Here's a similar 1963 Gibson Dove:



Here's a closer look:



There are two major (and probably insurmountable) problems with using an adjustable metal bridge saddle inset into a wooden bridge on the top of a flattop guitar: the first and probably most important is weight. That much mass definitely impedes the free vibration of the top.

Since the only way you get any sound out of an acoustic guitar is by the mechanical vibration of the top, you've started off on the wrong foot from the very beginning by putting that chunk of metal there to press down on the top.

The second probably insurmountable problem is that the saddle is the only way those string vibrations GET transmitted to the top, and the Tune O Matic is designed for a passive role on an electric guitar, not for the active role required by the job of a saddle on an acoustic guitar.

When I use the terms "active" and "passive" here I don't mean one gets a battery in it and the other doesn't, I mean that on a solidbody electric guitar the primary transmission route of the string vibrations is through the pickups, not through the bridge saddle.

But on an acoustic guitar being played acoustically, the bridge saddle is all you've got to transmit the music that you're playing.

So the Tune O Matic bridge that works so marvelously well on an electric guitar is very close to a total tone-killer on an acoustic guitar.

Yes, it transmits some vibrations, and, yes, the convenience of being able to dial in the intonation so precisely and so easily sure is nice.

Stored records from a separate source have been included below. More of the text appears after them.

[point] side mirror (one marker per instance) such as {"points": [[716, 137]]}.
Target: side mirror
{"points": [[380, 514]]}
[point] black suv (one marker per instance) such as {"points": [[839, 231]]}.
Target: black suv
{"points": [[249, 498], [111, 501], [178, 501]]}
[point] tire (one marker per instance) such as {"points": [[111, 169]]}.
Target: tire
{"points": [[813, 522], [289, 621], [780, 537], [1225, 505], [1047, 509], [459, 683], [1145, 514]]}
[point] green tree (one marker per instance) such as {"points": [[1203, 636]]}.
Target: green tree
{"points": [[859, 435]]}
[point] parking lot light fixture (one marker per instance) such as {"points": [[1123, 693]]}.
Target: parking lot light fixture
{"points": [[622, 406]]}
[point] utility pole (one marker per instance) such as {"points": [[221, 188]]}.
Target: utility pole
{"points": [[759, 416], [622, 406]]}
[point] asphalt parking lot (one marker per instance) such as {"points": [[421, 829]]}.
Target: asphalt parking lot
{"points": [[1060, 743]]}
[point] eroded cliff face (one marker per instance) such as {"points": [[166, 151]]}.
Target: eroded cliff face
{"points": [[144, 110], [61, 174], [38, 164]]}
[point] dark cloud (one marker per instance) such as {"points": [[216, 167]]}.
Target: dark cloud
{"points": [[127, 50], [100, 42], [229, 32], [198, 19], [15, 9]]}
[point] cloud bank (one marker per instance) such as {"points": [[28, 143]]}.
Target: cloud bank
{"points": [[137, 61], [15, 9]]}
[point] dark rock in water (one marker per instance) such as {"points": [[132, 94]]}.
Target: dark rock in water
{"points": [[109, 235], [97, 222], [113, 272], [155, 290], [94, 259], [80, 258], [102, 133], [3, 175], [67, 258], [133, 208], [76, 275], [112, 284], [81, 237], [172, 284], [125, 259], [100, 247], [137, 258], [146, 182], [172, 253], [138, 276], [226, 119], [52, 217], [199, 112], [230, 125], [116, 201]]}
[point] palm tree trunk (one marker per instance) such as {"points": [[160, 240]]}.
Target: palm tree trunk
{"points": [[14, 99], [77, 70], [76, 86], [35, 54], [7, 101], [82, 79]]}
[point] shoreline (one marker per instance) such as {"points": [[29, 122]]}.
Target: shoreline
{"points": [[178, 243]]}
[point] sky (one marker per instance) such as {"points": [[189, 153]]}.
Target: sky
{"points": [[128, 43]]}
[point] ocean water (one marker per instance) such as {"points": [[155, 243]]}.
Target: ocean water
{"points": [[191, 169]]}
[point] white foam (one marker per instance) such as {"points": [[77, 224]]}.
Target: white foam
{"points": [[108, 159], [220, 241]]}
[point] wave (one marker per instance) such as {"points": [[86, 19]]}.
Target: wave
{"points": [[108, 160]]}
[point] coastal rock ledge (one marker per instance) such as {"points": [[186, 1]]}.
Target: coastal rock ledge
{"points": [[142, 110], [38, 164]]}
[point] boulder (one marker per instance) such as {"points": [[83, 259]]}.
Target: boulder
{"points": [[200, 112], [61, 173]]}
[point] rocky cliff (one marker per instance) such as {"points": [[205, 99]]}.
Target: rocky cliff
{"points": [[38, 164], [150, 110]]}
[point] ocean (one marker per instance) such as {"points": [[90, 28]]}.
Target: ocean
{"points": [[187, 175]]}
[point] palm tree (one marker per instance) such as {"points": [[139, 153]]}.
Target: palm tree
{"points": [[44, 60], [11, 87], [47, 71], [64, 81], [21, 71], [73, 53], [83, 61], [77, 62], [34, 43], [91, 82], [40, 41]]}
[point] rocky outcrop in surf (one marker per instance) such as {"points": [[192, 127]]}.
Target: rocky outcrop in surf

But from a musical tone standpoint it's really not a good choice for using on an acoustic guitar.

One thing you can do with that idea, though, is possibly have a removable Tune O Matic bridge saddle that you could use to quickly determine where the intonation is best, then you could use that as a practical, three dimensional template for a bone saddle that you would then carve and put in place on the guitar. That might be the best of both worlds.

But using a Tune O Matic bridge full time on an acoustic guitar you actually want to play? No, you'd lose far more tone, volume and acoustic projection than the convenience could ever possibly make up for. The trade-off is really not worth it.

Hope that makes sense.


Wade Hampton Miller

Last edited by Wade Hampton; 09-13-2012 at 08:06 PM.